Her eyes were gray, dark gray. Like her guns.

“I’m not. Well, not in the sense you mean.”

“Me, either.” When she cocked a brow, he figured as a dead man walking, he could afford to be more honest than he usually was. Ever was. “I’m also not in a formally recognized arm of the government.”

“So how long do you have,” she asked quietly.

When Daniel just cocked a brow back at her, she shrugged. “Running out of time means different things to different people.”

“Two months,” he answered. “Maybe.

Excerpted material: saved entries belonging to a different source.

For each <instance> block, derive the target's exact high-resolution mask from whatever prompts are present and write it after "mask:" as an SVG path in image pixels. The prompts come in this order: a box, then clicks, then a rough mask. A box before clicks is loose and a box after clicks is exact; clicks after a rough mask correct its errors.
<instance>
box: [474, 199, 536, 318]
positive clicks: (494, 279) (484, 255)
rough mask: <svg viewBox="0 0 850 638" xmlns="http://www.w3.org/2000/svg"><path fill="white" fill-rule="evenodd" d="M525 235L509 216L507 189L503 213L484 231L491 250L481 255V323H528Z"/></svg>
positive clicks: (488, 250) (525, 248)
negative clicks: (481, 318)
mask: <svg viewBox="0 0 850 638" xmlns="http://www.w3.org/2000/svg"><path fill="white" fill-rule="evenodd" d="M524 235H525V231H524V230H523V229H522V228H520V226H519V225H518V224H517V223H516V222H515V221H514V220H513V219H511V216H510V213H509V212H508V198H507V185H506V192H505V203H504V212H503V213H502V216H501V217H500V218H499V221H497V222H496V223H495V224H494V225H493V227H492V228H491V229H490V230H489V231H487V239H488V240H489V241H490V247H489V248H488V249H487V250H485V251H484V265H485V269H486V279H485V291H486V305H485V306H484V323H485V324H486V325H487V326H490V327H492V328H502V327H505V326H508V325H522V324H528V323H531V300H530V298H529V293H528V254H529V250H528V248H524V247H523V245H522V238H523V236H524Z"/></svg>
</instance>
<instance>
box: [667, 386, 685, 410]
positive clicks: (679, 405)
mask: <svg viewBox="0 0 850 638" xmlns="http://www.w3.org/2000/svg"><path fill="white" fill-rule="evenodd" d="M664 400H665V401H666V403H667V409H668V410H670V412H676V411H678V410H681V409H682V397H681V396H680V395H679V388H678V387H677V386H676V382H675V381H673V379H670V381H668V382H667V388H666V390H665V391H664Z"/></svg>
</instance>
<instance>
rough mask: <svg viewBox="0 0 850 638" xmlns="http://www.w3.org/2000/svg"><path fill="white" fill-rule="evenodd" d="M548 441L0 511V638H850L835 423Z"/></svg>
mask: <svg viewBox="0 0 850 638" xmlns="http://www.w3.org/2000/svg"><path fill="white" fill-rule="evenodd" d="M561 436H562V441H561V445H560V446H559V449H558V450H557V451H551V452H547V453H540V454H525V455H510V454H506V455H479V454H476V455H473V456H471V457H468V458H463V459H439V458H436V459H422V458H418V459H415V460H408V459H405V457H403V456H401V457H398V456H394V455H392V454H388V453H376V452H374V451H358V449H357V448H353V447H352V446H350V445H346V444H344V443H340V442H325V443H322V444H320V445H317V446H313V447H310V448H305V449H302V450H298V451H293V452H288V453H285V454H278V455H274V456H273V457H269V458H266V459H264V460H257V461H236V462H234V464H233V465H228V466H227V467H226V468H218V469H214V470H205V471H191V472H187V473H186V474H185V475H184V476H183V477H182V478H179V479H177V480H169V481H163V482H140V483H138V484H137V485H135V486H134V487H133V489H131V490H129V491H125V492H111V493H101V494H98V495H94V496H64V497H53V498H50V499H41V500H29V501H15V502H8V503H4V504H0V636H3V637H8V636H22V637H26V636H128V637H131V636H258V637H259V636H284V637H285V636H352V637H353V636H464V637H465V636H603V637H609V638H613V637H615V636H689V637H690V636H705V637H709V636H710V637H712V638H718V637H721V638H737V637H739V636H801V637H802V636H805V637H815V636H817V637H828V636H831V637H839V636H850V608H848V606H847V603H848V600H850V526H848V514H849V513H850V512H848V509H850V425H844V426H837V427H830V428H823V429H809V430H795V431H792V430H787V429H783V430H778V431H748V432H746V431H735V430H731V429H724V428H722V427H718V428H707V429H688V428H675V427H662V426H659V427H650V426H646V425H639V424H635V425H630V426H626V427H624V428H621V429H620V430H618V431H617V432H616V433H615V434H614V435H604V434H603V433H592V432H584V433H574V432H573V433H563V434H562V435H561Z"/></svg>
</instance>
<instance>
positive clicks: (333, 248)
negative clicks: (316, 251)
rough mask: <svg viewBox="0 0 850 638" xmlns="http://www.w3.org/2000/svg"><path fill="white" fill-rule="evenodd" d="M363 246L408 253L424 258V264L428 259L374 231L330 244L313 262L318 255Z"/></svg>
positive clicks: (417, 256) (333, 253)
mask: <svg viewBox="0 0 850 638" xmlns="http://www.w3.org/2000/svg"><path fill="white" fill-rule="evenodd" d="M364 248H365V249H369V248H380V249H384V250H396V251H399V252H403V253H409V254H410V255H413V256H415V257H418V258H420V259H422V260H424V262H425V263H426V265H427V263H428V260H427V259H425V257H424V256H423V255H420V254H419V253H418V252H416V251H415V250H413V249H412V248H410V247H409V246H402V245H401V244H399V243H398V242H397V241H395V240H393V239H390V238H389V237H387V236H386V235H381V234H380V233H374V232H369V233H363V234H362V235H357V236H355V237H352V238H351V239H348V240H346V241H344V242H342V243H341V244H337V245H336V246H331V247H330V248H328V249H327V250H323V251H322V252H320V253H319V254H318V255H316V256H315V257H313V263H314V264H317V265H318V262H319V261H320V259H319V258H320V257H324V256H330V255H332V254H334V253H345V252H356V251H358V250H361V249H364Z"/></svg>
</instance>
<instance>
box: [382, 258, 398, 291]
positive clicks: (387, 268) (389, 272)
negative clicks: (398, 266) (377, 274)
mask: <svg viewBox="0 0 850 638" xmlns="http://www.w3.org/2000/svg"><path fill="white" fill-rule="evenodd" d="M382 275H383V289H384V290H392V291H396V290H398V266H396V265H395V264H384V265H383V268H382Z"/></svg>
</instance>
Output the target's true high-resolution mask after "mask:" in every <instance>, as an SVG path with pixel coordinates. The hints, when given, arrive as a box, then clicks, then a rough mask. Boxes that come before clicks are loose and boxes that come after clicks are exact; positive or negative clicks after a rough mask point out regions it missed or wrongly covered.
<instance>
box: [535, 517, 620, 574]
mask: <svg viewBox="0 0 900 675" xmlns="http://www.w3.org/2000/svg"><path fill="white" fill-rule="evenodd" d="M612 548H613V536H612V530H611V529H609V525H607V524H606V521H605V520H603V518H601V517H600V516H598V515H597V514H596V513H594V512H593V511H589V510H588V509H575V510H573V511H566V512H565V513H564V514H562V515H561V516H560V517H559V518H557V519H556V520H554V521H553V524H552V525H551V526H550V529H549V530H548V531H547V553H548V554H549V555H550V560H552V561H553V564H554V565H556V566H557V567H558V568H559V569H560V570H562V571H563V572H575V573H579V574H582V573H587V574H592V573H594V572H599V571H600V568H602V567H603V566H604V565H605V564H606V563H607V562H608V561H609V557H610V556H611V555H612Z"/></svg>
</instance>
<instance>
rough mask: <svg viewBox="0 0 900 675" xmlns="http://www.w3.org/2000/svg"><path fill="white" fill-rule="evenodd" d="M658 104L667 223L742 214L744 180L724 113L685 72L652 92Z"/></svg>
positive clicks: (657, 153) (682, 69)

So why did you change your mind about meeting us.”

Not a question, a demand. Because if she could walk around in his mental garden of delights, he expected some quid pro quo on her end.

“My husband, as you’d call him, almost died last night.” As he recoiled, she nodded. “It was a reminder.”

Lydia came around. “Of what, exactly?”

The woman, soldier—whatever she was—looked back and forth between the two of them. “That things can be taken away in the blink of an eye.”

Lydia took Daniel’s hand and squeezed it.

“Does she know what you are?” he asked in a quiet voice.

“Yeah,” Alex Hess said. “I know she’s wolven.”

“But you’re not one of them.”

“No.” Before he could ask her how she could help or what her connections were with Lydia’s other side, the woman cut him off. “Exactly how did you get my number?”

 

* * *

 

She’s a vampire, Lydia thought. And something else.

As she stood by Daniel and held his hand, she tested the air with her nose, teasing out and disregarding the scents of shampoo, deodorant, and fabric softener… so she could focus on what was under all that artificial surface stuff.

Vampire. Yes.

Since the spring, Lydia had run into them on the mountain from time to time—although rarely, because like wolven, they preferred to keep to their own. They always recognized her, however, just as she noted their presence, and invariably, there was eye contact over the heads of Homo sapiens.

But there was something else to the female. Something she had never sensed before.

“I got your number from a source,” Daniel said in response to the question that was floating around them.

“What kind of source.”

As the terse demand hit the cold air, Lydia appreciated the female’s no-nonsense approach to conversation.

And she did bring up a question that was worth asking.

“Just someone I know,” Daniel hedged.

“Who is…?”

“A person I once used as a source in a brokered deal for information—and no, I’m not going any further than that.”

In a rush of memory, Lydia remembered the details of Daniel’s previous life, before he’d met her, before the cancer had come for him: She recalled the terrible story of how his mom had thrown herself off a bridge when he’d been a teenager—and how he’d tried in vain to save her. After that, he had floated around under the radar of the system, a homeless kid who had stayed on the streets and learned to survive. Somewhere along the line, he’d joined the military… and after that, he’d worked for a clandestine agency, a shadow arm of the U.S. government tasked with protecting the human genome from bioengineering.

Which was how he’d come to the Wolf Study Project, and why he had lied to her in the beginning about who he really was and what his purpose in Walters had to be.

She could only guess what the information he’d brokered with the “source” for had been and why it had been required.

And no, she didn’t want to know the contact he had used.

“Can you give me a name?” The female known as Alex Hess looked over at Lydia. “Or you?”

“He never told me,” she replied. “And I never asked.”

Daniel squeezed her hand. Then brought it up and kissed it. “I’ll say this. I believe he, too, was… different. In some way.”